Jim answers questions from fellow Drillers
(More questions with answers here, Work Overview here, Index of concepts here)

Topic Overview

Hi again folks, Jim Novo here.

Have you ever offered a $100 off coupon to a new retail customer? I have. And guess what? There was no response, even though the average order size across all customers was $38!

So how is this kind of situation possible? Some products attract customers that are only interested in that product, and they are not going to buy again – period. Knowing this, the question for you: is this the kind of product you want to constantly feature / promote?

Guess that depends on the Drillin’, eh?
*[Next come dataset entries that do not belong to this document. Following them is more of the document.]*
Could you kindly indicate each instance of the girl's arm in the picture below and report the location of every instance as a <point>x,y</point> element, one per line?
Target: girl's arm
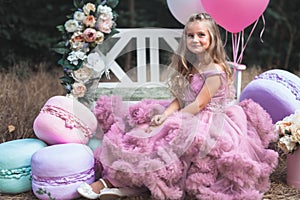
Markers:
<point>208,90</point>
<point>159,119</point>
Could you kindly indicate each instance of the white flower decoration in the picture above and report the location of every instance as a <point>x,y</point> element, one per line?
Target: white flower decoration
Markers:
<point>105,10</point>
<point>87,8</point>
<point>74,56</point>
<point>72,25</point>
<point>79,16</point>
<point>95,62</point>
Let’s get to it …


Creating Effective Retention Campaigns

Q:  Hi Jim,

Love your newsletters.  Do you have a tip jar I can use to donate to the cause?

A:  Hmmm…maybe I ought to start one…nah.  It all works out in the end!
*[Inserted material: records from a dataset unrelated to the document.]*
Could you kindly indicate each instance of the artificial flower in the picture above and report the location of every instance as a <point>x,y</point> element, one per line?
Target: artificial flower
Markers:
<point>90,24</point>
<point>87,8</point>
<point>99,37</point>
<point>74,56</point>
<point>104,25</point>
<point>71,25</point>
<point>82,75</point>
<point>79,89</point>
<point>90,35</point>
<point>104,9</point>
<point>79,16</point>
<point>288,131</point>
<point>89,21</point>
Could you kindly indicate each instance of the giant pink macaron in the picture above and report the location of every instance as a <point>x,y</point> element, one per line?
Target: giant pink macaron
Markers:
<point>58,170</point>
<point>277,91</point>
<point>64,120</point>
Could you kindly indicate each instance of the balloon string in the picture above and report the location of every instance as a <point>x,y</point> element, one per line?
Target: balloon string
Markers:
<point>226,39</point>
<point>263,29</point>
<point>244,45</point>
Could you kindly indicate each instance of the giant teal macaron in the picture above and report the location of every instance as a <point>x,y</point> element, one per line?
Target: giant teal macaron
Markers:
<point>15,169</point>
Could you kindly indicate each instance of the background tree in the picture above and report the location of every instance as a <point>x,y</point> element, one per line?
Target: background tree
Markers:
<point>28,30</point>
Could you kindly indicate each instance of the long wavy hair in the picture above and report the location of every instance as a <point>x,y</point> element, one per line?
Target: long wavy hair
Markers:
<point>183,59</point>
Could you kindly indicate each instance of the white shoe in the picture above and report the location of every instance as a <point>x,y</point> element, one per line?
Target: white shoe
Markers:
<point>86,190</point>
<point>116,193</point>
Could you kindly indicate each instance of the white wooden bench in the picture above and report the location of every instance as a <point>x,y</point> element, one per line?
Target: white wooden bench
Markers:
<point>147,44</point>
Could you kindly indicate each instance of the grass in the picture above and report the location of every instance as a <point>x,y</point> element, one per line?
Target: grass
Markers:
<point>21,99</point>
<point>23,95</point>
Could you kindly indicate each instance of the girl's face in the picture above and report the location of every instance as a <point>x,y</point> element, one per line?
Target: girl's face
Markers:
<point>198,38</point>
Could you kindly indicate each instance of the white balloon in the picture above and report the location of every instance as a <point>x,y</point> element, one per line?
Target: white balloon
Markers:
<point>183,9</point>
Q:  Take a look at this chart I did of cumulative customer purchase Recency (actual numbers changed but the relationships are same): See below for explanation **

** Jim’s Note: How to read the chart:

“In the past 3 months, (“3” on horizontal axis), 30% of our customers have made a purchase (“30%” on vertical axis).  In the past 7 months, almost 40% of our customers have made a purchase.  Because the last category is “last purchase 36 months ago or longer”, the chart includes all customers – 100%.  
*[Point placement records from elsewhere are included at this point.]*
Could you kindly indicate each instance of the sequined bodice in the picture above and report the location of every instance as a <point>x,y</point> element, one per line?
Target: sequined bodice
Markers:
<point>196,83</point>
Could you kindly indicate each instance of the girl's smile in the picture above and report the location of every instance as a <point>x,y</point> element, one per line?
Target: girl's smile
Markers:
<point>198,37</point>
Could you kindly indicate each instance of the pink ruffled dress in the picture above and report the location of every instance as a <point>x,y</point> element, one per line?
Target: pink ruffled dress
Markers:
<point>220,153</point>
Since each customer can have only 1 “most Recent” purchase, each customer is on the chart only once.  Therefore, if 40% of customers have made a purchase in the past 7 months, 60% have not made a purchase.

Q:  What does this pattern (the % of total by group) tell one generally about the attrition in the business model?  It’s interesting, I’ve never looked at this kind of diagram before.  For our business (wine retailer with “club” option), I generally consider anyone with a transaction in the past 12 months to still be a customer.